All told, it took just 76 minutes to get Schultz in front of a surgeon. The goal for similar cardiac emergencies is 120 minutes.
“There isn’t a better feeling,” Miller said. “The system came together and worked the way it was supposed to work.”
Schultz was on his feet and on the mend in just a couple of days after emergency surgery to place two stints in his heart. It was then that he truly grasped how narrowly he survived.
“This is the widow maker, and they call it that for a reason,” he said. “It’s a main artery that nine times out of 10 people don’t survive. So only through this process were they able to pull off what I consider a miracle, really. … My hope is that more people can understand and learn about this so if this happens to someone else they can be as lucky as I was.”

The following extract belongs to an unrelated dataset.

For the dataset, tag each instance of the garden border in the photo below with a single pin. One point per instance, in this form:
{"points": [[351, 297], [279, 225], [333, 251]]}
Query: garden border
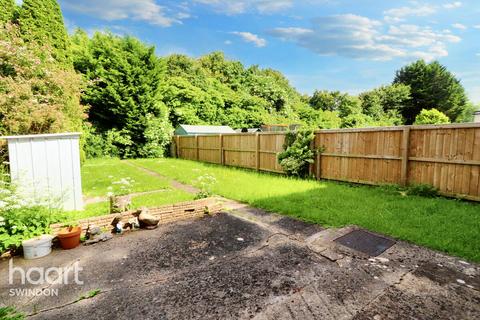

Having an AED on scene was a crucial supplement to Miller’s CPR skills, and Lake Dillon Fire is using Schultz’s story to encourage more businesses and gathering places to acquire them.
“The importance of a quick intervention with CPR and the AED and immediate activation of the 911 system cannot be overstated,” LDFR spokesman Steve Lipsher said. “In this case, it truly saved a life.”
Schultz is still recovering, but his convalescence has been easier then he expected given the severity of his heart attack.
“I’ve got to take it real easy for 30 days but after that I can do whatever I want,” he said. “Back to the pickleball courts!”